Werenfried van Straaten
Quick Facts
Biography
Father Werenfried (Philipp) van Straaten O.Praem. (January 17, 1913 – January 31, 2003) who came to be known as the "Bacon Priest", was a Premonstratensian priest known for his humanitarian work, particularly as founder of the international Catholic association Aid to the Church in Need. Born in Mijdrecht, Netherlands in 1913, he originally intended to become a teacher and enrolled at the University of Utrecht in 1932. By 1934, he had entered Tongerlo Abbey, of the Norbertine Order, (taking the religious name Werenfried, in honour of an early Medieval Germanic saint), where he became the abbot's secretary, after a bout of tuberculosis that left him too weak for missionary work.

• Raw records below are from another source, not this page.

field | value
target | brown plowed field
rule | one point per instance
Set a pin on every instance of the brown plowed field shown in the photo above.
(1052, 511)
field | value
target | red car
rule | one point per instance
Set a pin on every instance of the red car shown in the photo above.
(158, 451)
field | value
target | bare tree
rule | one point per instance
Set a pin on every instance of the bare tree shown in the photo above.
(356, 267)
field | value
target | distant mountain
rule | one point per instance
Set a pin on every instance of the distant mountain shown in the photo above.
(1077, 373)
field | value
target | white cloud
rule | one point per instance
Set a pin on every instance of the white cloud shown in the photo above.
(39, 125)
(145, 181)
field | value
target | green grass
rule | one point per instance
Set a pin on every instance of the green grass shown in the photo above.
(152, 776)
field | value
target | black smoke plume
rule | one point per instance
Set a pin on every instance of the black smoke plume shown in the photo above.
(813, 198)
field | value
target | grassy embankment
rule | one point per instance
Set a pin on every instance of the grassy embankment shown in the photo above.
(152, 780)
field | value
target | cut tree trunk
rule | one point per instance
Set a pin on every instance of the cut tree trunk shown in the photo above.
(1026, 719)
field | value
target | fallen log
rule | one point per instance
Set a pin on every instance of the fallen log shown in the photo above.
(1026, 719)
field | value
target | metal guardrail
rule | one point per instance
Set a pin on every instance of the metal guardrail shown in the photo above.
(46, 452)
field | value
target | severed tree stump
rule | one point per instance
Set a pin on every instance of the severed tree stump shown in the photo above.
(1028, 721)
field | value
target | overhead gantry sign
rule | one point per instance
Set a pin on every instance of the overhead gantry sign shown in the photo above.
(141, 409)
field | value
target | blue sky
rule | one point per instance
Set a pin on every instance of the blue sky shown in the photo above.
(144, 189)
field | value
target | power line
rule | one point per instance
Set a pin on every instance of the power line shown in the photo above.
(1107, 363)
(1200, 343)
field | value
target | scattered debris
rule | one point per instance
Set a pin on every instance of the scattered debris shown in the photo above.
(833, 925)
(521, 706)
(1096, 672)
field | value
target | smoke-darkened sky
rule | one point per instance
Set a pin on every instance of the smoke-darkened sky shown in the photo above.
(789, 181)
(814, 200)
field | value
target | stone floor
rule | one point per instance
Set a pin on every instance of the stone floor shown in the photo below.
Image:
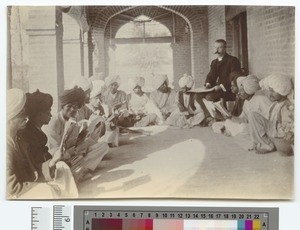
(168, 162)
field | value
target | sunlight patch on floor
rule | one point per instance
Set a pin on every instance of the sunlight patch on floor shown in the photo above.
(160, 174)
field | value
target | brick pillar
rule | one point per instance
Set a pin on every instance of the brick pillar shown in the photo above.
(45, 54)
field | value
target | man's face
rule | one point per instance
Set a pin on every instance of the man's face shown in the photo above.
(234, 88)
(45, 117)
(138, 90)
(70, 110)
(19, 121)
(242, 94)
(164, 87)
(113, 87)
(273, 96)
(96, 101)
(87, 96)
(219, 48)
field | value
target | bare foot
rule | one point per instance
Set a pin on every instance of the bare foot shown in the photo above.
(261, 151)
(252, 147)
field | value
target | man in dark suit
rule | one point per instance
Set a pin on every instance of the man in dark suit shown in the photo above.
(219, 78)
(221, 69)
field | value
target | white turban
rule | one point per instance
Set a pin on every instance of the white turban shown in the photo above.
(158, 80)
(187, 81)
(111, 79)
(250, 84)
(136, 81)
(82, 82)
(15, 102)
(280, 84)
(98, 88)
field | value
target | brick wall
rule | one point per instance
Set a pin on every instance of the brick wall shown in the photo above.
(181, 51)
(196, 16)
(271, 40)
(42, 51)
(71, 44)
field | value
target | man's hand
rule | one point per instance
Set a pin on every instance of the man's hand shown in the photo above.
(57, 156)
(217, 88)
(207, 85)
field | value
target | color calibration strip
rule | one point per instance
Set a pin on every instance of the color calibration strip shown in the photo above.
(158, 224)
(175, 218)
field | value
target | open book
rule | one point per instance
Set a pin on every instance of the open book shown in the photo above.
(201, 90)
(220, 107)
(76, 133)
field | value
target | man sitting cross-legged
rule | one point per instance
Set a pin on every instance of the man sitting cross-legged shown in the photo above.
(84, 157)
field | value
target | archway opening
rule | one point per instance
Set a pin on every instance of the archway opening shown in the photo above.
(141, 47)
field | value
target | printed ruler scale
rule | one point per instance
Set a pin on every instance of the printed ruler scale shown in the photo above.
(62, 217)
(179, 218)
(59, 217)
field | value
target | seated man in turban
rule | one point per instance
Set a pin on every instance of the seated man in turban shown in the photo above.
(142, 110)
(83, 159)
(247, 87)
(110, 134)
(117, 102)
(30, 176)
(163, 96)
(269, 131)
(84, 112)
(189, 112)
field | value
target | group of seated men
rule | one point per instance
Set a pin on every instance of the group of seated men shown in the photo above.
(42, 165)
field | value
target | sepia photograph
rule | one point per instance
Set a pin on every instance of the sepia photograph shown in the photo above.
(150, 101)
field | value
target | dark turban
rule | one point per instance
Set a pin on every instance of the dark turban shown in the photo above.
(37, 102)
(73, 96)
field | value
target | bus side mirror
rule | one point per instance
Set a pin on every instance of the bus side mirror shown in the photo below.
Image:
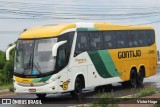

He first rose to public attention at Christmas, 1947, when he wrote an article entitled "Peace on Earth? No Room at the Inn," in which he appealed to all faithful to help the fourteen million German civilians displaced from the east at the end of World War II, six million of whom were Roman Catholics. These refugees and expellees resided in very primitive camps, mostly former Nazi concentration camps or Allied POW camps located in the western occupation zones of Germany and - for a minority - in the Netherlands and Belgium, and suffered from malnutrition and lack of medical care.
The response to the article of Van Straaten was unexpectedly generous, proving charity still existed and hatred was lessening towards the former enemies.
He earned his nickname, "Bacon Priest" (Dutch: Spekpater) due to his appeals to Flemish farmers for contributions of food for the German refugees, appeals which met with considerable amounts of meat being donated.
This initial work led to the formation of Aid to the Church in Need (Kirche in Not), centered in Königstein, Germany. From 1950, he was active in Catholic relief work worldwide, through church appeals, public speaking, and his newsletter, The Mirror, which he began publishing in 1953. He also wrote a number of books ("They Call Me The Bacon Priest", 1960).
In later years he was active in demonstrating and speaking out against abortion in Western Europe and the United States.
He died on January 31, 2003 at Bad Soden in Germany at the age of 90 years.